Yes, that's a failing of science. Reading the early volumes of Nature from the 19th century shows how much more of an open dialogue it was back then: https://www.nature.com/nature/volumes
Though education was much more limited, so take "open" with a grain of salt.
I think the difficulty is we know vastly more, and have experimented with vastly more since the 19th century, that the majority of university learning these days, and the inherent challenge within that learning, is "how do we condense 200+ years of investigation, experimentation, and knowledge building into only a handful of years of learning?"

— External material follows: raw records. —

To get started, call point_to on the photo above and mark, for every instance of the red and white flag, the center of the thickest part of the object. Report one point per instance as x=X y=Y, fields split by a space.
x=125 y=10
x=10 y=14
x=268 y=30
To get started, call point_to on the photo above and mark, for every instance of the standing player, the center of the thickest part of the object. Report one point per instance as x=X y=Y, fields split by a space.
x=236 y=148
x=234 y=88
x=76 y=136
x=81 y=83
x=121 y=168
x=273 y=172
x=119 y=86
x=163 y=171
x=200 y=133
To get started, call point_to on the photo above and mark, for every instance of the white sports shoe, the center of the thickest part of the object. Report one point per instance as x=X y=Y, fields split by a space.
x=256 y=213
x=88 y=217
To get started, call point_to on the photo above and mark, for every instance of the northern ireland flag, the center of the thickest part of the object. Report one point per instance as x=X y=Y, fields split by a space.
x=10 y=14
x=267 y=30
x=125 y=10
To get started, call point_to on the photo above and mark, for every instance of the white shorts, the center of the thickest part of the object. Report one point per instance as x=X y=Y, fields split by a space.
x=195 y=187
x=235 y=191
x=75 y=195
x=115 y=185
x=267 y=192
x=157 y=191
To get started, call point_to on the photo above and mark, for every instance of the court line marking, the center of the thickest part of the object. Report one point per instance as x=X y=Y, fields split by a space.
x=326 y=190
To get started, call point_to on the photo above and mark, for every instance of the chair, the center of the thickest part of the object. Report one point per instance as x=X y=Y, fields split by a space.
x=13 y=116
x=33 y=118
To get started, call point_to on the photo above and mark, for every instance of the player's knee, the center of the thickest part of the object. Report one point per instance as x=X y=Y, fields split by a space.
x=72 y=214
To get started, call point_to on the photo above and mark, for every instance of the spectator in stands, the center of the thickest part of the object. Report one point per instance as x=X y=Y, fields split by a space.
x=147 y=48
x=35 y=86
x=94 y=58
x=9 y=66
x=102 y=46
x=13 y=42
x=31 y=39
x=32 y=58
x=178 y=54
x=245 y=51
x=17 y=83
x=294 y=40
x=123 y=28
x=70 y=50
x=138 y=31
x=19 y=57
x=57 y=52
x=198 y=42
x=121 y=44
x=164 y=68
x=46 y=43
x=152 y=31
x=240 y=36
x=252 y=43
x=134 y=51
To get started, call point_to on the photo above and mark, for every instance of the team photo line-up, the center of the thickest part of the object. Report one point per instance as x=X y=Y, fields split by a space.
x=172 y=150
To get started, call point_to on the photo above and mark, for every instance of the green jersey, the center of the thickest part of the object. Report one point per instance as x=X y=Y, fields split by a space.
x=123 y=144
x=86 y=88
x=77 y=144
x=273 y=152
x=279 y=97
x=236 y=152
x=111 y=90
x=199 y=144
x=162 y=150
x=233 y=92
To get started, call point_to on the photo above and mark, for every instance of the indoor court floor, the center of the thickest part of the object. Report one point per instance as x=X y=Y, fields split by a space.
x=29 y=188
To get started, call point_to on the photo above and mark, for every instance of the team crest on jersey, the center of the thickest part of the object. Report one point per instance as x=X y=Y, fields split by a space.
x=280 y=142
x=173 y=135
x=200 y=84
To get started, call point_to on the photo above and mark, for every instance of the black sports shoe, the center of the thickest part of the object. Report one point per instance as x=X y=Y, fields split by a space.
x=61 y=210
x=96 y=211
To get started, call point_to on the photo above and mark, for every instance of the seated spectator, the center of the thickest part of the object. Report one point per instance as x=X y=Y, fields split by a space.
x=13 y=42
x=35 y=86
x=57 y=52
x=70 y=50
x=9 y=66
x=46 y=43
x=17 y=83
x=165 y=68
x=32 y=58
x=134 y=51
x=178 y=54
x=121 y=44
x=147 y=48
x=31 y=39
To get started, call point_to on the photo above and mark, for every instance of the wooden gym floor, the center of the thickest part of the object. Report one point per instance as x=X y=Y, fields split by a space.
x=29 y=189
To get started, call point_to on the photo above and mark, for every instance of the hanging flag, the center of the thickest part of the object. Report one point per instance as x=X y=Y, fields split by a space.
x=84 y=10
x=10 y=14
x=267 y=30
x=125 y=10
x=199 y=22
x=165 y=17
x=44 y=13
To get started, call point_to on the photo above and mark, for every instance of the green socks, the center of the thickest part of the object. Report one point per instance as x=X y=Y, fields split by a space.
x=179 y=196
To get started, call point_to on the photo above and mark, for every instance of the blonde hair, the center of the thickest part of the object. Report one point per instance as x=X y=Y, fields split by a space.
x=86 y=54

For a lot of sciences, we are very lucky that it is still possible. But the reason why scientists do not allow such an open dialogue with laypeople is because the majority of answers are going to boil down to either "that question doesn't make any sense, and i would have to spend the entire rest of the session teaching you why" or "we already did these experiments a bunch of times in the last hundred years, and found out the result, but the result is tricky because of so and so mitigating factors, and for me to explain these results and how to even interpret them in the first place (e.g. explaining how it was measured, explaining the theory behind why we chose that method to measure it, explaining what the numbers we get mean, etc.) would take the entire rest of the session"
And then of course, there's the frequent crackpots. Pretty much anyone within a science discipline who is even decently well known, especially if they're in physics, gets multiple emails a day from crackpots about how their theories are going to "totally blow a hole in the established knowledge", and at some point you hit a point where you're stuck between "spending 4 hours drafting a response to someone who has not bothered to put in the time to learn physics, and wouldn't listen to you anyway because they think they know it all", and "getting actual work done in your field". The scientists I know do take time out of their day to answer actual questions from inquisitive folk, but the difficulty is that thanks to the addition of ChatGPT, those questions are getting more and more cramped out by the crackpots armed with a hallucinating dictionary.